Let's call our pages like so:
A: valued, known page, links to B, F
B: has robots=noindex,follow, links to C, D, E
F: links to G, H, I
C,D,E,G,H,I: normal pages

In general, for pagerank: Value passed per link is dampening * 1/(number links) (very simplified)
- Each link on a page gets identical value passed
- The value passed through those links is reduced by the number of links on a page
- Each level of linkage reduces the value passed by the dampening factor (eg for A -> F -> G the link from F to G passes less value than the link from A to F)

Let's take a quick look at the possibilities:
#1. B transparently passes the full value to C,D,E
#2. B keeps value (but is filtered), passes the dampened value to C,D,E
#3. B does not take value, does not pass value (treated like a blocked URL in the robots.txt)
#4: B is ignored, the links on B are treated like links on A.

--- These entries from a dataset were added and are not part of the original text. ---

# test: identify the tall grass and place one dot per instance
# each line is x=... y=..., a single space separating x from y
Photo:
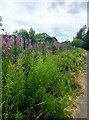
x=40 y=87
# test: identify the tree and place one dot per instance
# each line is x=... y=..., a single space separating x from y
x=77 y=43
x=16 y=33
x=86 y=40
x=40 y=37
x=32 y=35
x=82 y=32
x=24 y=34
x=0 y=21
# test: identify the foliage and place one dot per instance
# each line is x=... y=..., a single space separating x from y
x=16 y=32
x=24 y=33
x=77 y=43
x=83 y=34
x=0 y=21
x=38 y=88
x=39 y=37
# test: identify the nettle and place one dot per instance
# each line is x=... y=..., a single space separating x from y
x=41 y=86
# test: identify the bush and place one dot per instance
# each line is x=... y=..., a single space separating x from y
x=38 y=88
x=77 y=43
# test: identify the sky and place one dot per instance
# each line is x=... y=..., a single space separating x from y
x=54 y=17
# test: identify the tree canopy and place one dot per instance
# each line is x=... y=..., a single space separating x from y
x=24 y=33
x=0 y=21
x=40 y=37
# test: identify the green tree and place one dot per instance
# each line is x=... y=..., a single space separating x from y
x=77 y=43
x=16 y=32
x=24 y=34
x=86 y=40
x=0 y=21
x=40 y=37
x=81 y=33
x=32 y=35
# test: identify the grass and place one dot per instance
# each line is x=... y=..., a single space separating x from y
x=42 y=87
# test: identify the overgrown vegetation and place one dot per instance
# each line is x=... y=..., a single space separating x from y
x=41 y=86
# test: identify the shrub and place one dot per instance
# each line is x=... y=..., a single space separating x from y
x=38 y=88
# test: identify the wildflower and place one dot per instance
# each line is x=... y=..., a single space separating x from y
x=8 y=48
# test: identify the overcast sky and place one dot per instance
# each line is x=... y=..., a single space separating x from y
x=59 y=19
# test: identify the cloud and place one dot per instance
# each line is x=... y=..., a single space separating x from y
x=59 y=19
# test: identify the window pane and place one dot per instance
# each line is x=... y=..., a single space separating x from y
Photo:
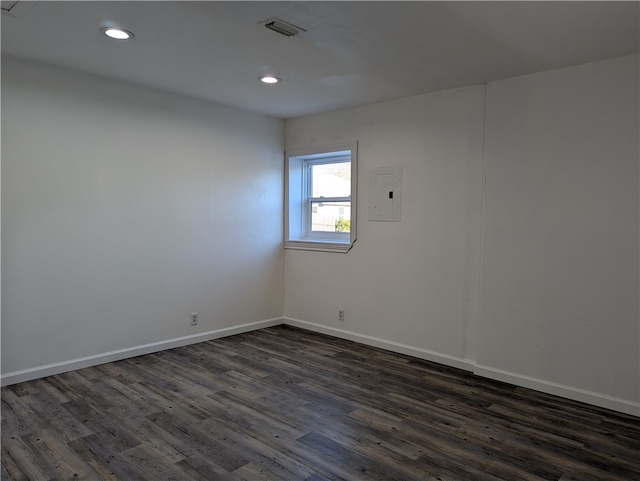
x=331 y=216
x=331 y=180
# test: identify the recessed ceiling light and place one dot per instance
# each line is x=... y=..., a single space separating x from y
x=268 y=79
x=117 y=33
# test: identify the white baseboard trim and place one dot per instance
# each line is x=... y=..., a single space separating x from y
x=589 y=397
x=384 y=344
x=111 y=356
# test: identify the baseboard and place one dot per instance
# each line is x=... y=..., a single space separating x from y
x=111 y=356
x=384 y=344
x=589 y=397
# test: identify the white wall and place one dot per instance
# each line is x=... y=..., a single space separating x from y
x=124 y=210
x=550 y=300
x=560 y=257
x=412 y=282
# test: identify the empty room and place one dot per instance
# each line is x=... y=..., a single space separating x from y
x=320 y=241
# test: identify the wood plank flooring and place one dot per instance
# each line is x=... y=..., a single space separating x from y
x=287 y=404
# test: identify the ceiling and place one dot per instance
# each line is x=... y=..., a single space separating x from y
x=352 y=53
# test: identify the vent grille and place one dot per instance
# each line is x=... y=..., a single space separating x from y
x=15 y=8
x=283 y=28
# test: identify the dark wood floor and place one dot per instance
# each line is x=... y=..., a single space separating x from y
x=286 y=404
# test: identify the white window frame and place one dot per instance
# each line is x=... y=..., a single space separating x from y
x=298 y=200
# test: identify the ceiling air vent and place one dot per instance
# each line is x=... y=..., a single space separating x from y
x=282 y=27
x=15 y=8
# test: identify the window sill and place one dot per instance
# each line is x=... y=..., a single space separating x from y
x=322 y=246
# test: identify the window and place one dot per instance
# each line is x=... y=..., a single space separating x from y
x=320 y=198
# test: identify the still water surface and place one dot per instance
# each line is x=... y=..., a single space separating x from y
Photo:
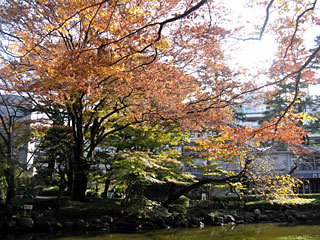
x=241 y=232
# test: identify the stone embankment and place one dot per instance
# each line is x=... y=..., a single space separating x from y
x=127 y=224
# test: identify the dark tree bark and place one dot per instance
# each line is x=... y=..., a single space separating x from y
x=10 y=182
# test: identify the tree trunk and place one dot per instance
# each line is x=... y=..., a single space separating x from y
x=11 y=186
x=106 y=187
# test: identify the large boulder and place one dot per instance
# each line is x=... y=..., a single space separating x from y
x=26 y=223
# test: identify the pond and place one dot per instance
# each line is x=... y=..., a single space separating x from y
x=240 y=232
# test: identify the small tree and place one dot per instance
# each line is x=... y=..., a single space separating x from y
x=54 y=158
x=14 y=136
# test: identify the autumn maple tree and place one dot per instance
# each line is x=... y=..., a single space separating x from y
x=110 y=64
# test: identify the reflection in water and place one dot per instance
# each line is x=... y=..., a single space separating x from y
x=241 y=232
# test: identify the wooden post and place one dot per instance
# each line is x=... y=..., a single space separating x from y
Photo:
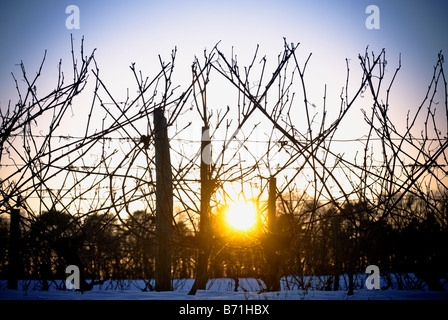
x=14 y=255
x=204 y=224
x=270 y=243
x=271 y=204
x=164 y=203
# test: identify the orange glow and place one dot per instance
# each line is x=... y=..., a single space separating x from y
x=241 y=216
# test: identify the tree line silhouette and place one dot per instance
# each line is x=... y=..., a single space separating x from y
x=322 y=213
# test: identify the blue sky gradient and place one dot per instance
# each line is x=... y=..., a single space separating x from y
x=137 y=31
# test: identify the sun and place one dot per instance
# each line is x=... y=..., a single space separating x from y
x=241 y=216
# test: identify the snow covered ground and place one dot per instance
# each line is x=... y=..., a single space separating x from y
x=217 y=289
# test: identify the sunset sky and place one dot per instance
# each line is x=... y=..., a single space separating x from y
x=124 y=32
x=137 y=31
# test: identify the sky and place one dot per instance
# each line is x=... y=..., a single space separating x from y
x=124 y=32
x=137 y=31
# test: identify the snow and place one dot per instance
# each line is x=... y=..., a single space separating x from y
x=217 y=289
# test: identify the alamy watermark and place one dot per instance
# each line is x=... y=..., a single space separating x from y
x=73 y=278
x=373 y=280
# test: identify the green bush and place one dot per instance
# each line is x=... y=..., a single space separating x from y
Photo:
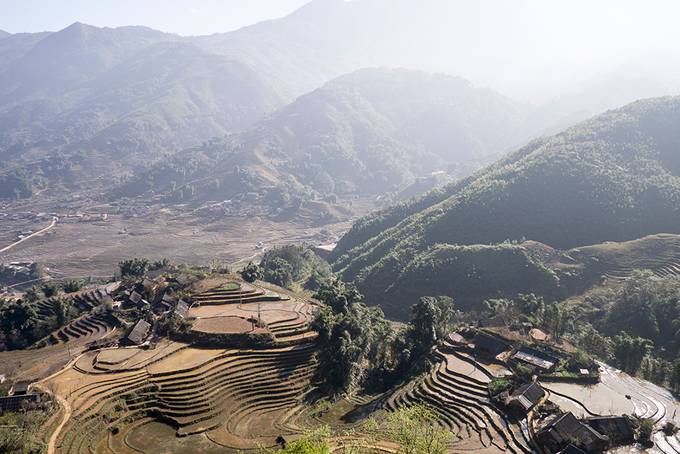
x=251 y=272
x=72 y=285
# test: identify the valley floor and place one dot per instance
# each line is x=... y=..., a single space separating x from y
x=82 y=246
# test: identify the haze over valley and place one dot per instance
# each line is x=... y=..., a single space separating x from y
x=340 y=226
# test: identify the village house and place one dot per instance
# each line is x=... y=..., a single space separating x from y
x=138 y=333
x=525 y=397
x=182 y=309
x=571 y=449
x=565 y=429
x=535 y=359
x=619 y=429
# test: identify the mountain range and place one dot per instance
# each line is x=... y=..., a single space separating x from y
x=615 y=177
x=370 y=132
x=89 y=107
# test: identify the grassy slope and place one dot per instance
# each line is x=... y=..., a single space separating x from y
x=611 y=178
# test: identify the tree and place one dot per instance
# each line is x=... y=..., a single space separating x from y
x=675 y=375
x=50 y=289
x=430 y=319
x=590 y=340
x=629 y=351
x=72 y=285
x=494 y=307
x=556 y=319
x=279 y=272
x=31 y=295
x=136 y=267
x=355 y=342
x=338 y=295
x=251 y=272
x=61 y=308
x=646 y=431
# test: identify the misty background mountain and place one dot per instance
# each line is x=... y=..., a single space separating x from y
x=90 y=107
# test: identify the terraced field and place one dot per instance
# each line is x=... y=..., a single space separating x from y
x=57 y=349
x=224 y=398
x=457 y=391
x=658 y=253
x=235 y=310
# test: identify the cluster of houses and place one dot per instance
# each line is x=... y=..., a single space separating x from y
x=151 y=301
x=562 y=432
x=21 y=397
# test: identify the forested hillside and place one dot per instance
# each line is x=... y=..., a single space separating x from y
x=103 y=100
x=615 y=177
x=369 y=132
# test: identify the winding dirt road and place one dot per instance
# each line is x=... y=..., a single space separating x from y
x=39 y=232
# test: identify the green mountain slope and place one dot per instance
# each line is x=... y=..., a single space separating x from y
x=613 y=178
x=109 y=100
x=368 y=132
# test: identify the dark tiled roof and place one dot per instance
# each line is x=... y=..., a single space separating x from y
x=496 y=321
x=566 y=429
x=135 y=297
x=527 y=395
x=182 y=309
x=491 y=344
x=571 y=449
x=20 y=387
x=533 y=359
x=617 y=428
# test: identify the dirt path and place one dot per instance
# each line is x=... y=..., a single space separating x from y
x=39 y=232
x=51 y=444
x=51 y=449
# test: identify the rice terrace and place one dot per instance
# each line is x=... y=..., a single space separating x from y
x=339 y=226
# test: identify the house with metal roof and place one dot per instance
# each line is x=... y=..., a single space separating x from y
x=619 y=429
x=139 y=332
x=525 y=397
x=535 y=358
x=566 y=429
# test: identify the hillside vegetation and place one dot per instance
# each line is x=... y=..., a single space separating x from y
x=613 y=178
x=369 y=132
x=110 y=99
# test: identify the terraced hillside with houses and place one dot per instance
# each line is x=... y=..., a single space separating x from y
x=201 y=383
x=209 y=363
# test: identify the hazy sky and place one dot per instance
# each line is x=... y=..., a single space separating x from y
x=186 y=17
x=528 y=49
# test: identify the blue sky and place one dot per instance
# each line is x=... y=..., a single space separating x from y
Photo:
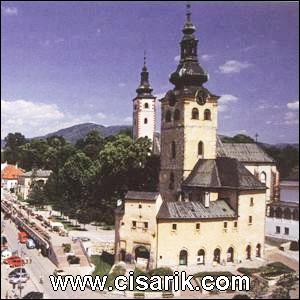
x=65 y=63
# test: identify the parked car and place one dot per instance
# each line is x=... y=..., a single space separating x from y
x=84 y=239
x=34 y=295
x=59 y=272
x=40 y=217
x=30 y=244
x=5 y=254
x=19 y=277
x=14 y=261
x=14 y=272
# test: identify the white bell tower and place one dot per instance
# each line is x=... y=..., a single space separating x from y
x=144 y=108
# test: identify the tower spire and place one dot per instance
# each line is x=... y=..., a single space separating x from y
x=189 y=72
x=188 y=12
x=144 y=89
x=145 y=58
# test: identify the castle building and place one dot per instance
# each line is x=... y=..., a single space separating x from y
x=144 y=110
x=210 y=209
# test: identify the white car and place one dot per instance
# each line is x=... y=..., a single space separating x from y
x=19 y=278
x=5 y=254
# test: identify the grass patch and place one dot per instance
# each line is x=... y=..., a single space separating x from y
x=270 y=270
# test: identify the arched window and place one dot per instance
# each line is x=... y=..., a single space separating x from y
x=183 y=258
x=173 y=149
x=263 y=177
x=287 y=213
x=278 y=213
x=207 y=115
x=217 y=255
x=176 y=115
x=195 y=113
x=201 y=257
x=171 y=184
x=248 y=252
x=168 y=116
x=230 y=253
x=296 y=214
x=258 y=250
x=200 y=148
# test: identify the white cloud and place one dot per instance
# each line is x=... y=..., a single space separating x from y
x=177 y=58
x=291 y=118
x=206 y=57
x=233 y=66
x=160 y=95
x=35 y=119
x=127 y=120
x=248 y=48
x=293 y=105
x=101 y=116
x=9 y=10
x=226 y=99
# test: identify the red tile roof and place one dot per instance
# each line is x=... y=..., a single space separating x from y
x=11 y=172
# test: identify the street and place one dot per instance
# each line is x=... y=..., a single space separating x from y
x=40 y=266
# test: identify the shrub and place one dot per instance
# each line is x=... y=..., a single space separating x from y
x=73 y=260
x=67 y=247
x=241 y=296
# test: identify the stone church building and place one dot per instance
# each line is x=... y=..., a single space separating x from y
x=211 y=203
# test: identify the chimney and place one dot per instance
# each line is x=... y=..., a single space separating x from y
x=206 y=199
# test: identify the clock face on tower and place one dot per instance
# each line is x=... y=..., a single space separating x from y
x=201 y=96
x=171 y=98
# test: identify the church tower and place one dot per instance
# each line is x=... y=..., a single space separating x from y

Assuming the people at Google accept and use "noindex,follow", we can rule #3 out. This should be easy to test though (anyone?).

Let's take a look at #1: It would mean that A passes d*1/2 value to split over the 3 pages C,D,E. The link out of A cannot be treated as 3 links (it would "penalize" the other legitimate link out of A), this means:
F: gets d*1/2
C,D,E each get d*1/2 * 1/3 = d*1/6
G,H,I each get (d*1/2) * d*1/3 = (d^2) * 1/6
It would require that Google's link-tables accept more than one end-point for a link; the link would be A -> (C,D,E). I'm just guessing, but I doubt they would have a provision for that. For d<1, the value passed to C,D,E would be higher than the value passed to G,H,I.

Looking at #2: the value passed would be:
F: gets d*1/2
G,H,I each get (d*1/2) * d*1/3 = (d^2) * 1/6
B: gets d*1/2 (but is not shown)
C,D,E: each get (d*1/2) * d*1/3 = (d^2) * 1/6 (same as G,H,I)
With d < 1 (for dampening) this would mean the value passed in situation #2 to C,D,E would be lower than the value passed in situation #1.

#4 seems strange, but possible. The value passed would be:
F: gets d*1/4
C,D,E: each get d*1/4
G,H,I each get (d*1/4) * d*1/3 = (d^2) * 1/12
The value passed to C,D,E would be much higher than the value passed to G,H,I.
The value passed to G,H,I would be lower than in situations #1 and #2. These links would be "penalized" in favor of C,D,E. Taking it to the web, if A, B, F were separate domains, B could penalize the links on F by adding robots=noindex. That wouldn't make much sense (or would it?).

#1 would require a strange format for the link tables, which I doubt is in place. #3 seems improbable (but I haven't seen any tests on it). #4 allows pages to penalize others that are on a shared parent (imagine if B had 200 links ...), which seems improbable as well. To me, that just leaves #2.

What did I miss? It's getting late, I'm sure I oversaw something :).

John

Edited by JohnMu, 27 July 2007 - 05:19 PM.


#3 EGOL

EGOL

    Professor

  • Hall Of Fame
  • 5185 posts

Posted 27 July 2007 - 06:23 PM

What generous mathematics, John! Reminds me of the trace tables that I had to prepare for a course a long time ago. Thanks!

Yes, I am thinking about Google and pagerank... but also about internal link popularity, which could be especially valuable for MSN.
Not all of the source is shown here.